Summary: The text presents a novel approach to enhance search capabilities within SQLite databases by integrating hybrid search techniques that combine vector similarity search with traditional full-text search. The method, utilizing Reciprocal Rank Fusion (RRF), allows for a more efficient retrieval of relevant information, which may be beneficial for those working in AI and data retrieval fields.

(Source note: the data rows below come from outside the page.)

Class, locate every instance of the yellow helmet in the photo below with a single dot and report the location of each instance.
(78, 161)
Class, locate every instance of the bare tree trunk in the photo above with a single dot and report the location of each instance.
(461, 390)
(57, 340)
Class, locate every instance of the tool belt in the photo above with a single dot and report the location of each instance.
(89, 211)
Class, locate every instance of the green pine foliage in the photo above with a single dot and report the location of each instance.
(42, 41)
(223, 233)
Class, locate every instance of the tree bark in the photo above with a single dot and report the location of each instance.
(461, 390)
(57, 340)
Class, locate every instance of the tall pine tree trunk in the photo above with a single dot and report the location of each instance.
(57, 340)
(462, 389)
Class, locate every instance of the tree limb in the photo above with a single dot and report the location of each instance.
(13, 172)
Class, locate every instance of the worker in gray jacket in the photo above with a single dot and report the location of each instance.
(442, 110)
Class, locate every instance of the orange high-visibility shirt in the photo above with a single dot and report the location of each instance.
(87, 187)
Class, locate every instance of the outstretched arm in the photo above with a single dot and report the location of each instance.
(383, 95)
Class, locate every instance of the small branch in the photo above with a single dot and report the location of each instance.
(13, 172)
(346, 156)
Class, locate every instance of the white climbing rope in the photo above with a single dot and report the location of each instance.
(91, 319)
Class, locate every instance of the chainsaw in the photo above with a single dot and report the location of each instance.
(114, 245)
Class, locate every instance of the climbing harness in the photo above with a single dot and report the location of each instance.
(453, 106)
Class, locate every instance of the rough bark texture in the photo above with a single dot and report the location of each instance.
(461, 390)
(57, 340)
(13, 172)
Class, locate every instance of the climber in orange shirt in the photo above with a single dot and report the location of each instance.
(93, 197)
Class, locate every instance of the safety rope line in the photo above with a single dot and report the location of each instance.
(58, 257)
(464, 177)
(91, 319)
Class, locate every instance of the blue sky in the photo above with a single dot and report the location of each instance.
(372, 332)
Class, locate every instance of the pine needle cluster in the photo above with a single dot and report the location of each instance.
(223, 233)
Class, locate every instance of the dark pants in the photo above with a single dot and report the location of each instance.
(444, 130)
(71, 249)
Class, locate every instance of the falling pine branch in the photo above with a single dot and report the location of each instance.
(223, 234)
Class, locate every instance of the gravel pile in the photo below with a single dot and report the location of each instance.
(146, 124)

Detailed Description: The content discusses an innovative effort by Alex to enhance SQLite search functionalities through his sqlite-vec SQLite extension. This extension adds fast vector lookups to SQLite, facilitating hybrid search capabilities that merge the results from both vector similarity search and traditional full-text search.

Key points include:

– **Hybrid Search Approach**: The technique integrates vector similarity and full-text search results, optimizing the search process within databases.
– **Reciprocal Rank Fusion (RRF)**: This algorithm is highlighted as the most promising method for combining search results. RRF allows for the seamless combination of ranking systems from both search methods without direct comparison of their scores.
– **Implementation**: A detailed SQL query illustrates how to implement this hybrid search. It includes:
– Two common table expressions (CTEs): `vec_matches` for vector search results and `fts_matches` for full-text search results.
– A final selection combining these results using the RRF algorithm, where search results are ranked based on a combined score that takes into account both vector distances and full-text relevance.

Further insights that may pertain to professional practices in cloud and information security include:

– **Improved Data Retrieval**: By enhancing search efficiency, organizations can improve the retrieval of sensitive or critical data from large datasets, which is important for compliance and information security.
– **Potential for Integration in Security Systems**: The methodologies discussed could be adapted for use in security systems requiring rapid, reliable access to logs and threat intelligence.
– **Use of Embeddings**: The use of embeddings in search might reflect an emerging trend where natural language processing and AI techniques are utilized in information retrieval, aligning with practices in AI security and infrastructure security.

Overall, the integration of vector search and traditional full-text search through innovative algorithms like RRF can significantly improve data handling capabilities in various applications, making it particularly relevant for professionals in AI, cloud computing, and information security sectors.